The simplest case to handle is when we have one numeric variable (for example `my_id`) that we want to split into 2 separate buckets A and B. Assuming that the distribution is uniform (more or less) if we run `my_id %2` over the incoming data, we'll have even ids fall in one bucker, and odd id's in another bucket. we can generalize to n groups by modding over n.

This raises a number of technical problems, that are well described in this insightful [post](http://blog.richardweiss.org/2016/12/25/hash-splits.html). One solution to the problems raised is to use a hashing technique rather than using the id directly.
In summary Hashing helps in assigning users to test groups by ensuring consistent and deterministic allocation based on their unique identifiers, such as user IDs or session IDs. This deterministic assignment is crucial for meaningful test results, as it guarantees that the same user will always be assigned to the same bucket given the same input criteria. Hashing allows for scalability, efficiently handling a large number of users and providing a consistent way to distribute users across buckets regardless of the test size. Additionally, hashing offers flexibility by enabling easy allocation of different proportions of users to various buckets, allowing control over allocation percentages by adjusting the hash range

The code implementation in this repository follows the hashing approach.

## Choosing A/B tests
Another important criteria considered is the ability to run different experiments simultaneously given certain conditions.

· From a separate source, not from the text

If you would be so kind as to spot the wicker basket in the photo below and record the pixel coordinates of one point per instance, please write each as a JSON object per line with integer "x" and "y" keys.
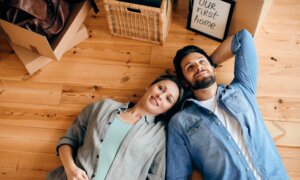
{"x": 139, "y": 22}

For instance in addition to the `my_id` field, our data may contain other descriptive attributes like locations, colors, weights, etc (depending on the domain).

Based on these attributes, we may want to set different buckets based on the descriptive fields. As a concrete example suppose we have a field `cost` that describes the cost of a product. We may want to run a different test based on wether something is expensive or not. A potential setup would look like 'if price <100: run one test variant, else run a different variant'.

The ability to choose test based on variable conditionals has been incorporated in the AB test definition

## weights
Of curse we may also want to run AB tests with weights other than 50/50 for 2 tests, or uniformly distributed weights in the general case.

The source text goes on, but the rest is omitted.